As the researchers went on to site potentially troubling school performance among heavy media users ("While most of the young people in the study got good grades, 47 percent of the heaviest media users — those who consumed at least 16 hours a day — had mostly C’s or lower"), two thoughts occurred to me. First, assuming rampant grade inflation isn't plaguing our schools, by definition, half of our students should have C's or lower. A C indicates average performance. Apparently these kids must be doing something right to be able to sleep on the order of 2 hours a day and still pull C's (assuming 6-hour school days). Heck, by that logic, 53% of the kids who spend all their time plugged in are getting above-average grades!

The second thought relates to Dr. Rich's comment. If media are like air to a new generation of even more hyper-connected Digital Natives, then aren't we actually suffocating them by placing them in school environments where such media are largely banned? No phones, no music, no YouTube, no messaging, no communication. Sound about like the policy at your school?

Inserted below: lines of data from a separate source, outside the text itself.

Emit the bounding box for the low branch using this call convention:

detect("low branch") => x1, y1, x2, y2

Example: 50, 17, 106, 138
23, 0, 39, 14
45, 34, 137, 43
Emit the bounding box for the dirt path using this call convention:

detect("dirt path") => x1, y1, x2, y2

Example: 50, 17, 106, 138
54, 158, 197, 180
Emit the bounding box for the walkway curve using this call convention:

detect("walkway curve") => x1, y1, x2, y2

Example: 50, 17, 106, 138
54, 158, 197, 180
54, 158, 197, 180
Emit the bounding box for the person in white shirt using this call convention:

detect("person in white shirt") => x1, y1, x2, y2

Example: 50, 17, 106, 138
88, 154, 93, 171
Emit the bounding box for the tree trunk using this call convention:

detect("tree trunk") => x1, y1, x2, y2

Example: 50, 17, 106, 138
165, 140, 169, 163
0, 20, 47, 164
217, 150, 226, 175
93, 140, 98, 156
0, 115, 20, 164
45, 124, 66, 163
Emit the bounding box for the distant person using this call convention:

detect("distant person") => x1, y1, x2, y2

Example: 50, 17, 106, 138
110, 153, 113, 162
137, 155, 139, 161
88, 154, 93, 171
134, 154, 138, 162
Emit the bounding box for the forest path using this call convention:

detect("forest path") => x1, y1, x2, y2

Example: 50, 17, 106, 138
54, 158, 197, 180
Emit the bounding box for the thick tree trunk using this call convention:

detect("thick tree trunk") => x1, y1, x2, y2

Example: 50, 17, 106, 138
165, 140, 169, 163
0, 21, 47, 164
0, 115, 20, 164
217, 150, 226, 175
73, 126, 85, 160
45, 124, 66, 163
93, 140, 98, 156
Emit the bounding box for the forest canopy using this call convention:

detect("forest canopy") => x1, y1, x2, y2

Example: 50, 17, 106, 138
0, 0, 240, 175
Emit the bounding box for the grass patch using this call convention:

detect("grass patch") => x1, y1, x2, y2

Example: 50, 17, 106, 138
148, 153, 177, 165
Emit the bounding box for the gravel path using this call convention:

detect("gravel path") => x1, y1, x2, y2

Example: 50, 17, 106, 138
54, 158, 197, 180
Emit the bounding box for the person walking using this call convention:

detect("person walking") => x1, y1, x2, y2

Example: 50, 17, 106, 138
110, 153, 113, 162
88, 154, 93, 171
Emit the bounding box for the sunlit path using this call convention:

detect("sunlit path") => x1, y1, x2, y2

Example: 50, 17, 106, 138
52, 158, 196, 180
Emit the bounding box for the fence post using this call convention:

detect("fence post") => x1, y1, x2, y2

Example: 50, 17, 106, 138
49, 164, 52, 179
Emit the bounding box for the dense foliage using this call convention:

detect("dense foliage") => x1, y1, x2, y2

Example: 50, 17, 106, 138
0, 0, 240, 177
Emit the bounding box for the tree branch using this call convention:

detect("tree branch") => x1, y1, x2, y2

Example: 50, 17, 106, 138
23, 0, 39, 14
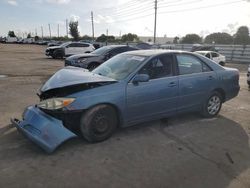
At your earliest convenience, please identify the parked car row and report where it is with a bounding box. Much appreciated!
[65,45,138,70]
[11,48,240,153]
[45,42,95,58]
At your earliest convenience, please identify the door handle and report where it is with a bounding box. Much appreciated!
[168,82,176,87]
[208,76,214,80]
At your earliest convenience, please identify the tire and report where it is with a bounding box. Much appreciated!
[88,63,99,71]
[202,91,222,118]
[80,105,118,142]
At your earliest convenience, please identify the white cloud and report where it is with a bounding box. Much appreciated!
[7,0,18,6]
[92,14,115,24]
[70,14,80,22]
[46,0,71,4]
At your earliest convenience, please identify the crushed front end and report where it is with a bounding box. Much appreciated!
[11,106,76,153]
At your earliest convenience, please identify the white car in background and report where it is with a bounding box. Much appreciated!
[45,42,95,58]
[195,51,226,66]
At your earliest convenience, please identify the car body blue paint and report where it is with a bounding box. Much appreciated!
[12,50,239,152]
[12,106,76,153]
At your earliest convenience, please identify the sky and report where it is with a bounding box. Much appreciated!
[0,0,250,37]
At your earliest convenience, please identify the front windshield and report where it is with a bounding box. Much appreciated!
[91,46,111,55]
[92,54,146,80]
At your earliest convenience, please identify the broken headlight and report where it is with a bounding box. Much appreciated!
[37,98,75,110]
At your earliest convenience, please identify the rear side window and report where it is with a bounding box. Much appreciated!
[77,43,89,47]
[176,54,211,75]
[139,55,174,80]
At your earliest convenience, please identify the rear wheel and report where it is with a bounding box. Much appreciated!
[80,105,118,142]
[202,91,222,118]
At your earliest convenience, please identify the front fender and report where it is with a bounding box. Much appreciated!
[11,106,77,153]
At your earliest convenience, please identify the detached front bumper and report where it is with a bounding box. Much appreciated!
[11,106,77,153]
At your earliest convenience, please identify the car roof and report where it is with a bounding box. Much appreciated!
[103,44,131,48]
[194,50,218,53]
[125,49,188,56]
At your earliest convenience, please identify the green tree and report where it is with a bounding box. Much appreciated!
[69,21,79,41]
[121,33,139,42]
[181,34,202,44]
[234,26,250,45]
[205,33,233,44]
[8,31,16,37]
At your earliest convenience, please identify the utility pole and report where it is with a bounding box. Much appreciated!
[57,24,59,38]
[66,19,69,38]
[91,11,95,41]
[49,24,51,40]
[41,26,43,40]
[154,0,157,43]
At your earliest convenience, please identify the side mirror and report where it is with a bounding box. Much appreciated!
[105,53,111,60]
[133,74,149,83]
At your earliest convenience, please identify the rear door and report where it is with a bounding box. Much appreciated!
[176,54,217,111]
[127,54,178,123]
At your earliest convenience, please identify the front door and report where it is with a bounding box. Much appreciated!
[127,55,178,123]
[176,54,216,111]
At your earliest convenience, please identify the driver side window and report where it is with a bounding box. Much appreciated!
[139,55,173,80]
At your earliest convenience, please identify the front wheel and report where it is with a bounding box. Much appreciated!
[202,91,222,118]
[80,105,118,142]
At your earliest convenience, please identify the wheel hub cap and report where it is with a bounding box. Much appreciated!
[207,96,221,115]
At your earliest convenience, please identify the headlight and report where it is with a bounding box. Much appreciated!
[76,58,87,63]
[37,98,75,110]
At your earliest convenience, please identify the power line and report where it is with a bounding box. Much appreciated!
[91,11,95,41]
[159,0,243,14]
[154,0,158,43]
[112,0,244,22]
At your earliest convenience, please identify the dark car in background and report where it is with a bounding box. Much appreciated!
[65,45,138,70]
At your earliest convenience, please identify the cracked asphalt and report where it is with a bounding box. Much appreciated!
[0,44,250,188]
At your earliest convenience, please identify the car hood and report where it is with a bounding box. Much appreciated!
[67,53,99,60]
[40,66,116,92]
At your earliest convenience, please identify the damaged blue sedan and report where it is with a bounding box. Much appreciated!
[12,50,240,153]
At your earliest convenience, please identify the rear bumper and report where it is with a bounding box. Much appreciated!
[11,106,77,153]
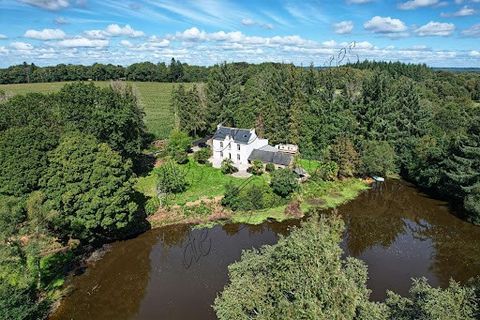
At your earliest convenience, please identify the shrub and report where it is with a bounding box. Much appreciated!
[265,163,275,172]
[247,160,263,176]
[221,159,238,174]
[193,148,212,164]
[155,161,188,193]
[145,197,161,216]
[270,169,298,197]
[313,161,338,181]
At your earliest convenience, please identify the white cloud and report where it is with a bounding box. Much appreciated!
[56,36,109,48]
[20,0,70,11]
[23,29,65,40]
[363,16,407,36]
[333,21,353,34]
[415,21,455,37]
[441,6,476,18]
[105,24,145,38]
[398,0,439,10]
[462,23,480,37]
[10,41,33,51]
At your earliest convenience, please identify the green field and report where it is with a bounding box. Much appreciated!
[0,81,186,139]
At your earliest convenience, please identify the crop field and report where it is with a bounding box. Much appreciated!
[0,81,188,139]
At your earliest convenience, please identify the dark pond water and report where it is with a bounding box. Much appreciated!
[51,181,480,320]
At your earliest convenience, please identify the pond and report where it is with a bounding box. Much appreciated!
[50,180,480,320]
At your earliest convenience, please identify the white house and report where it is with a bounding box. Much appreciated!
[212,124,268,170]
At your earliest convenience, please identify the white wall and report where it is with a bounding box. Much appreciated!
[213,133,268,166]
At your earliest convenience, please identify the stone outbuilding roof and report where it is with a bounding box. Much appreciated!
[248,146,293,166]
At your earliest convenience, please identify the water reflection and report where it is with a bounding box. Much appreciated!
[51,181,480,320]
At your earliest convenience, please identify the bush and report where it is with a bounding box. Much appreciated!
[312,161,338,181]
[193,148,212,164]
[360,141,396,176]
[221,159,238,174]
[265,163,275,172]
[155,161,188,194]
[145,197,161,216]
[270,169,298,198]
[247,160,263,176]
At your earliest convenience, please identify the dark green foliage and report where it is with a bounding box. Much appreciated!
[247,160,263,176]
[193,148,212,164]
[221,184,285,211]
[360,141,396,176]
[41,132,138,241]
[265,163,275,172]
[270,169,298,197]
[214,218,388,320]
[0,126,58,196]
[155,161,188,194]
[165,130,192,164]
[330,137,359,177]
[221,159,238,174]
[386,278,480,320]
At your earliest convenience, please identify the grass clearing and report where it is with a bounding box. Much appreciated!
[136,159,268,205]
[0,81,193,139]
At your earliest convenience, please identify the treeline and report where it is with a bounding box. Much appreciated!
[0,58,208,84]
[214,212,480,320]
[173,63,480,224]
[0,83,148,319]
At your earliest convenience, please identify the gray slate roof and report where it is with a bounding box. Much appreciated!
[213,127,252,143]
[248,149,293,166]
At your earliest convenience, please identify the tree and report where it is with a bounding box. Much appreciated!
[214,217,388,320]
[155,161,188,194]
[270,169,298,197]
[0,126,58,196]
[41,132,141,242]
[165,130,192,164]
[360,141,396,176]
[330,137,359,177]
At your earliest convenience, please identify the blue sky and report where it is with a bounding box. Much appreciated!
[0,0,480,67]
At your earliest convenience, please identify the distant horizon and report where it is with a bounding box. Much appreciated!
[0,0,480,68]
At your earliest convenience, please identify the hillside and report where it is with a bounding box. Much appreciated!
[0,81,185,139]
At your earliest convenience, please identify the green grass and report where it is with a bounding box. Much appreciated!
[136,159,268,205]
[0,81,190,139]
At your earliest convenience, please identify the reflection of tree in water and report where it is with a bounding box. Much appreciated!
[50,230,158,320]
[339,181,407,257]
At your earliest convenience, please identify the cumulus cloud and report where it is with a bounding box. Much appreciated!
[20,0,70,11]
[10,41,33,51]
[333,21,353,34]
[241,18,273,29]
[104,24,145,38]
[462,23,480,37]
[23,29,65,40]
[440,6,476,18]
[398,0,440,10]
[363,16,407,36]
[415,21,455,37]
[56,36,109,48]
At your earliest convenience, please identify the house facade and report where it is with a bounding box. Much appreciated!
[212,124,268,170]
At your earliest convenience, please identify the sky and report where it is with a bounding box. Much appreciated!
[0,0,480,67]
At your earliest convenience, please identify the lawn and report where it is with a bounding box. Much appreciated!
[136,159,268,205]
[0,81,190,139]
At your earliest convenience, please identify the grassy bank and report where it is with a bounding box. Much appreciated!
[140,160,368,227]
[0,81,187,139]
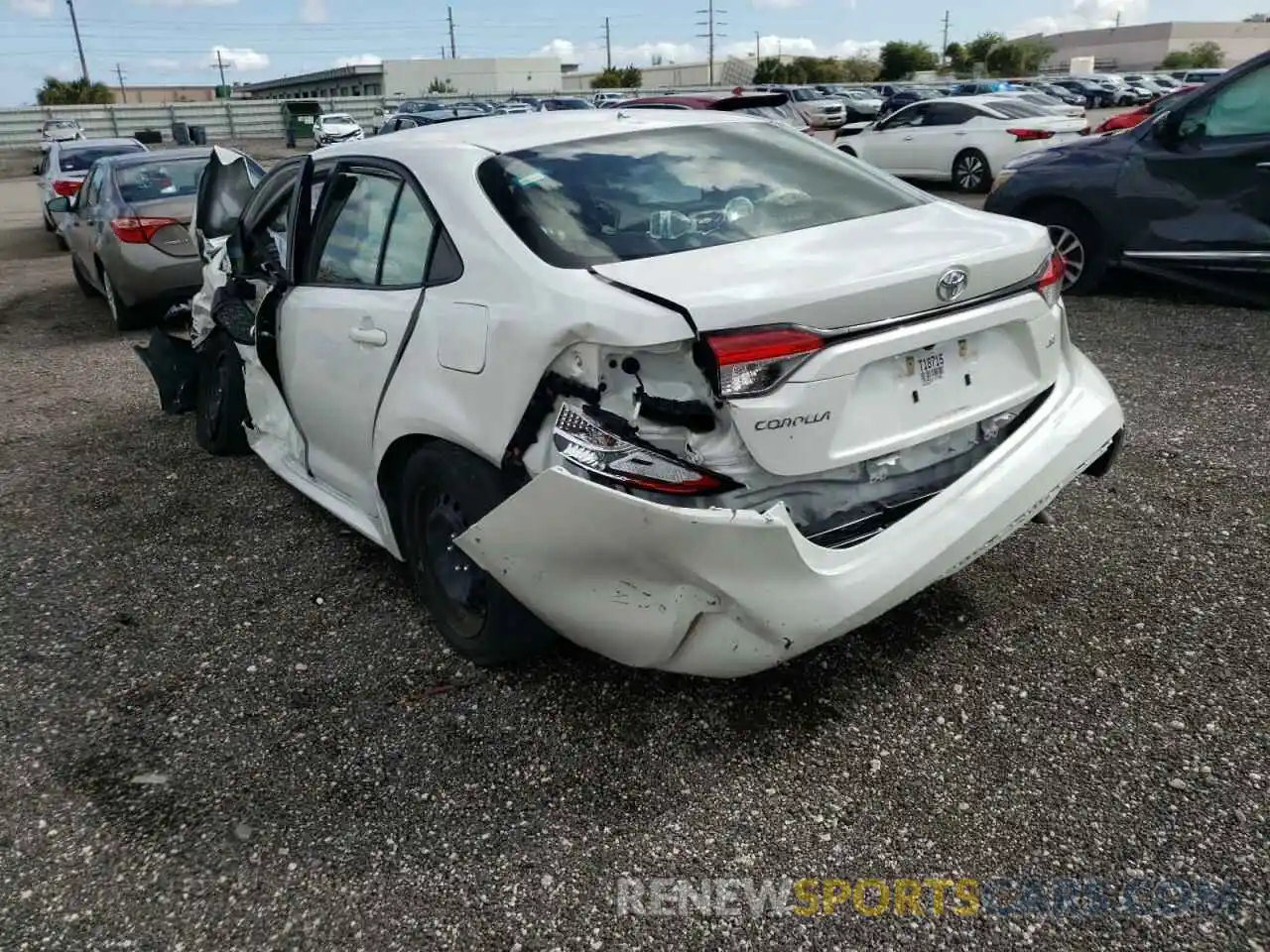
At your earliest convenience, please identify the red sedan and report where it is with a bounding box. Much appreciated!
[613,89,816,136]
[1093,82,1199,132]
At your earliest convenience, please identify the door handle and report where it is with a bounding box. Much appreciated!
[348,327,389,346]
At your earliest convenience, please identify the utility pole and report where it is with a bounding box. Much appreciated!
[698,0,727,86]
[66,0,91,86]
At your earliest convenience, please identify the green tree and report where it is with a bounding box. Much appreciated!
[879,40,939,80]
[36,76,114,105]
[1192,40,1225,69]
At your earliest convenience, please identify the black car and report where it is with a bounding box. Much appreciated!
[984,54,1270,307]
[375,107,488,136]
[1052,76,1115,109]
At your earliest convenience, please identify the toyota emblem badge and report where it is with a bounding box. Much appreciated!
[935,268,970,300]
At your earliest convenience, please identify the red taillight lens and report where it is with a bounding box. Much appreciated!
[706,327,825,398]
[1006,130,1054,142]
[110,218,181,245]
[1036,251,1067,307]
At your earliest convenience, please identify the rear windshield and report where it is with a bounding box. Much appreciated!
[114,159,207,204]
[58,145,146,172]
[984,99,1048,119]
[479,122,924,268]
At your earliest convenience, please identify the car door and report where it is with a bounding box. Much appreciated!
[1116,62,1270,276]
[901,100,975,178]
[63,163,107,274]
[848,103,929,176]
[278,158,451,513]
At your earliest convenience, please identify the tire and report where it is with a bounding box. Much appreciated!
[1022,202,1107,298]
[399,443,557,667]
[100,268,145,331]
[952,149,992,194]
[194,330,250,456]
[71,255,98,298]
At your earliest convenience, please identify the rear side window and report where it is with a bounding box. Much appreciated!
[58,145,146,172]
[114,159,207,204]
[477,122,924,268]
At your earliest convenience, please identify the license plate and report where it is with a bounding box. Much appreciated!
[904,350,947,387]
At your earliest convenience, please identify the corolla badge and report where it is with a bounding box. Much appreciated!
[935,268,970,300]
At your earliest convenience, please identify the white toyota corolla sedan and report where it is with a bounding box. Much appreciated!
[139,108,1124,676]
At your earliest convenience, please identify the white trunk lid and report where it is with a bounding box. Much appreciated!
[595,202,1062,479]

It's no wonder then, that kids in the study complained of boredom when isolated from a fast-paced, media-rich, multi-tasking environment. If kids are bored, what are the chances that they are learning? What are the chances that they're challenged and engaged in some meaningful way? And what are the chances they will be isolated and prevented from communicating through a variety of media when they hit the job market? IBM, after all, just announced its "Project Vulcan," designed to enhance business communication and collaboration by "integrating public and private collaboration and social communities into an extensible set of user interfaces."

As little as 5 years ago, perhaps changes in media consumption were worth some extra thought, if not outright concern. Today, it just is. It's time to set aside the out-of-context statistics and follow the models of our most progressive schools who have embraced media and social communications to allow kids to learn with and through each other. The media aren't the problem. It's our outdated thoughts about kids' capacities to process, use, and enjoy the massive streams of data they access.